La représentante de la mairie me proposa aimablement un masque que je refusais d’un air outragé : « Moi, un masque ? Bien sûr que non, je ne suis pas une mauviette ! » Va pour les gants en revanche, puisqu’il le fallait (depuis les autorités sanitaires décidément versatiles ont jugé que c’était une mauvaise idée). Mais comme je trouve que les bleus ne sont pas du tout seyants, j’avais apporté les miens, des blancs légèrement transparents, les mêmes que porte le docteur House.
Au sol, des employés municipaux étaient venus coller des bandes d’adhésifs pour symboliser le mètre étalon de la distance de sécurité entre les votants et nous. Hélas, ces Gaston Lagaffe avaient omis de prendre en compte la largeur de la table, si bien que pour déposer leur bulletin dans l’urne, les électeurs devraient maîtriser la position du chien tête en bas au yoga. Les autres finiraient avec une fracture du col du fémur, ce n’était vraiment pas le moment. Mais ma présidente-professeure ne voulait rien savoir : pour déplacer la table, elle attendait un ordre de la mairie qui arriva heureusement avant les premiers électeurs.

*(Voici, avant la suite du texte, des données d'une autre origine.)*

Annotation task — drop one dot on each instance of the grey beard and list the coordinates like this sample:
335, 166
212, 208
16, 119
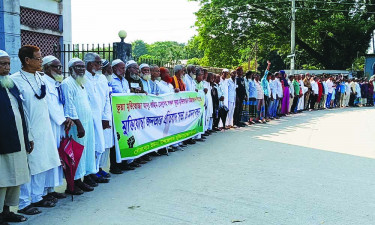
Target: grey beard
6, 82
109, 78
134, 76
80, 79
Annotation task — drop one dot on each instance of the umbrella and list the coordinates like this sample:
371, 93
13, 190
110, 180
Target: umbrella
70, 153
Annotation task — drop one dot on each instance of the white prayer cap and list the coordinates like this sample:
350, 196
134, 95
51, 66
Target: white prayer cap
3, 53
177, 68
116, 61
48, 59
73, 60
104, 63
129, 63
143, 65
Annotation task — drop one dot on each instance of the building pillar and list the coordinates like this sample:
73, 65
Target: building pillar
10, 32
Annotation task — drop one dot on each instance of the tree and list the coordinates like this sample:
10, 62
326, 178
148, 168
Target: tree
329, 33
193, 49
139, 48
167, 50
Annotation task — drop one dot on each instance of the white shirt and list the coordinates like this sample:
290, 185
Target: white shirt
55, 108
77, 106
109, 139
98, 93
208, 95
45, 155
279, 88
260, 92
231, 90
330, 86
347, 89
190, 83
273, 88
165, 87
146, 86
325, 86
304, 89
315, 87
358, 90
224, 87
291, 88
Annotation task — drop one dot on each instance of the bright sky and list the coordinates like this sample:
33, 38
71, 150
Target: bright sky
98, 21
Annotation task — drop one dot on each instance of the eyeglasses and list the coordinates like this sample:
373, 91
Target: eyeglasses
57, 67
79, 67
38, 59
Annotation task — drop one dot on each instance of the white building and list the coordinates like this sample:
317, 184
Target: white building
43, 23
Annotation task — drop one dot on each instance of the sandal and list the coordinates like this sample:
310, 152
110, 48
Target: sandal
58, 195
12, 217
29, 210
50, 198
44, 203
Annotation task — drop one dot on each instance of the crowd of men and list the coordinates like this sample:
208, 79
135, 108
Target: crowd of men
39, 107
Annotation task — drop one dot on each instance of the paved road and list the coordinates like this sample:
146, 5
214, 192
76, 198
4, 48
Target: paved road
314, 168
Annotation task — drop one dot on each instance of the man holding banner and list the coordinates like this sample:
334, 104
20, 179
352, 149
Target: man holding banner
147, 123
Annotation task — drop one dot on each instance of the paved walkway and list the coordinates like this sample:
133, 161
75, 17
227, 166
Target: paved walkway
312, 168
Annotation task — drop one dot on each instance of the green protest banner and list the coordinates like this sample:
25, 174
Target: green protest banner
146, 123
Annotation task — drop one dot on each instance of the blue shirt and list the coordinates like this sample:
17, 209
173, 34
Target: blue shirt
265, 85
119, 86
146, 86
342, 88
252, 89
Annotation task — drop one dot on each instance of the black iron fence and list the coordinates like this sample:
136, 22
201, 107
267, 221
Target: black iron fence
66, 52
106, 51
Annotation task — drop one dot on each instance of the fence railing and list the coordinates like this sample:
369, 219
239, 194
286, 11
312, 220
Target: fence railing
66, 52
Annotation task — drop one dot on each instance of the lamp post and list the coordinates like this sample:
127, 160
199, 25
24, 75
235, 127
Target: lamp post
122, 50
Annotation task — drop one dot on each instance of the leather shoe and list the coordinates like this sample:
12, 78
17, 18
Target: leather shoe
84, 187
89, 181
76, 191
115, 171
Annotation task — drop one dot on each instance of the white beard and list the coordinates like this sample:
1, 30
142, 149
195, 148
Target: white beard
58, 77
97, 72
80, 79
109, 78
6, 82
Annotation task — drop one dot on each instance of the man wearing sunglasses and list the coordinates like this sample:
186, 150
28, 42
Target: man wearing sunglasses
53, 78
98, 92
45, 155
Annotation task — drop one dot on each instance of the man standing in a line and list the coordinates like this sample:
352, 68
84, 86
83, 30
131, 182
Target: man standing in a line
52, 79
14, 143
45, 155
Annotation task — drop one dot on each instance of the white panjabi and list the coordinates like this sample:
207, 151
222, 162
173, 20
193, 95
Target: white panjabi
3, 53
48, 59
116, 61
73, 60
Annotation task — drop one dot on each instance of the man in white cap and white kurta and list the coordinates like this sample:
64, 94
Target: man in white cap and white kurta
14, 144
108, 133
97, 90
145, 77
119, 84
53, 78
45, 155
77, 107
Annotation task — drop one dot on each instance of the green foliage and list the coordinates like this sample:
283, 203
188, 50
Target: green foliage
167, 50
328, 33
193, 48
194, 61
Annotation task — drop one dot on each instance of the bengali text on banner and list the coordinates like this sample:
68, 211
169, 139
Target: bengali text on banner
146, 123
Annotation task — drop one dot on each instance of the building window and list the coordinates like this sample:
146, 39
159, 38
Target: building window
44, 41
39, 19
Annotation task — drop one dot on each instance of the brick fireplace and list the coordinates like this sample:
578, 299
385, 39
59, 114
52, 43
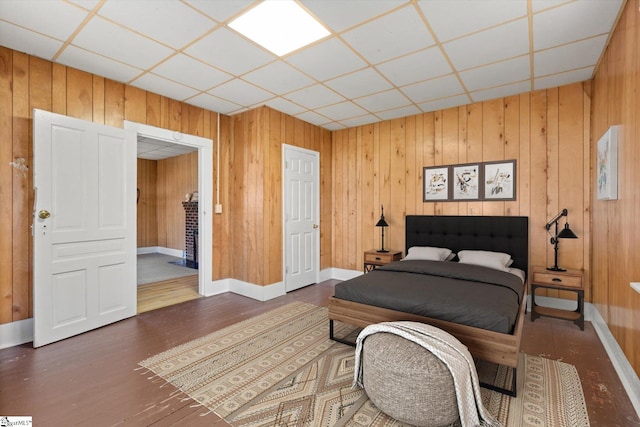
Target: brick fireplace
191, 233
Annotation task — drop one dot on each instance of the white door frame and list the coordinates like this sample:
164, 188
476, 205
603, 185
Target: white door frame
316, 261
205, 190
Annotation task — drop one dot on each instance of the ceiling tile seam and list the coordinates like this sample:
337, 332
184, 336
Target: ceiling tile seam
179, 51
80, 27
610, 34
444, 53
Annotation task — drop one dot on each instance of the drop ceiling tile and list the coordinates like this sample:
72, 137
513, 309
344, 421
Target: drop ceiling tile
499, 92
313, 118
213, 103
562, 79
538, 5
186, 70
278, 77
390, 36
423, 65
341, 111
573, 21
342, 14
451, 19
52, 18
314, 97
157, 84
174, 23
444, 103
140, 51
220, 10
409, 110
496, 44
568, 57
319, 61
338, 126
497, 74
241, 92
285, 106
383, 101
359, 121
227, 51
23, 40
87, 4
442, 87
90, 62
360, 83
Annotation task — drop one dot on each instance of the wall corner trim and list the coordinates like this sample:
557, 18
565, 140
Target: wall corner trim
16, 333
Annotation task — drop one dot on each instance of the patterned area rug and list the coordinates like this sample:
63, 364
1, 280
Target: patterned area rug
280, 369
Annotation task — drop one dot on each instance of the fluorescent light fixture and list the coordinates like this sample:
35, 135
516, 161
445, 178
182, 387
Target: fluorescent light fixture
280, 26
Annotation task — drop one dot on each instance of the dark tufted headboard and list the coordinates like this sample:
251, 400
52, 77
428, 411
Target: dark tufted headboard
509, 234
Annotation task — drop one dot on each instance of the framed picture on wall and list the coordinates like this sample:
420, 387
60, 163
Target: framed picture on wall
435, 183
499, 180
607, 164
465, 181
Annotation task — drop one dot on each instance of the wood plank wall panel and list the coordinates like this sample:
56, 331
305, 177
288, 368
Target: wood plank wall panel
543, 131
615, 231
147, 212
255, 176
27, 82
6, 187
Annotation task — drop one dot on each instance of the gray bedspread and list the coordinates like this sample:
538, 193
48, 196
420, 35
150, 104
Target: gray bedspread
459, 293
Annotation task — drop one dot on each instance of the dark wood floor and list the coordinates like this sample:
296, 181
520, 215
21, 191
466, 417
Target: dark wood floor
92, 379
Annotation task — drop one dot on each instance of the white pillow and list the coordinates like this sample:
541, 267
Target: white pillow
495, 260
429, 253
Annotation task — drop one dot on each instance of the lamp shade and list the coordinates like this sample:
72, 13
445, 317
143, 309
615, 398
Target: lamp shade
566, 233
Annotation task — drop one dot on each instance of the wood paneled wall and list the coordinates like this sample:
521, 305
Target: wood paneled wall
147, 207
27, 82
256, 191
547, 132
616, 225
163, 186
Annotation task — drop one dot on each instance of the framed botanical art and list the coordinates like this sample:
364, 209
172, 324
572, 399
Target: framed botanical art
435, 183
465, 182
607, 165
499, 180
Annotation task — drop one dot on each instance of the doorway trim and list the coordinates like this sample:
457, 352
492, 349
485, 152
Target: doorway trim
205, 191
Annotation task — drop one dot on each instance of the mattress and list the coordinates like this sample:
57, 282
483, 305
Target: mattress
460, 293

En temps normal, tout assesseur avec un peu de bouteille sait à quoi s’attendre en termes de fréquentation. À l’ouverture des portes, à 8 heures, il y a ceux qui déboulent avant d’aller faire leur partie de tennis ou leur jogging ou d’aller déjeuner dans leur belle-famille. Vers midi et à 16 heures, on enregistre des pointes qui correspondent à la sortie de la messe et à la fin de la promenade en famille. Puis à 19 h 45, débarquent ceux qui rentrent de leur maison de campagne, des emmerdeurs car à ce stade, on a déjà commencé les calculs de participation en priant pour que les émargements correspondent au nombre d’enveloppes distribuées.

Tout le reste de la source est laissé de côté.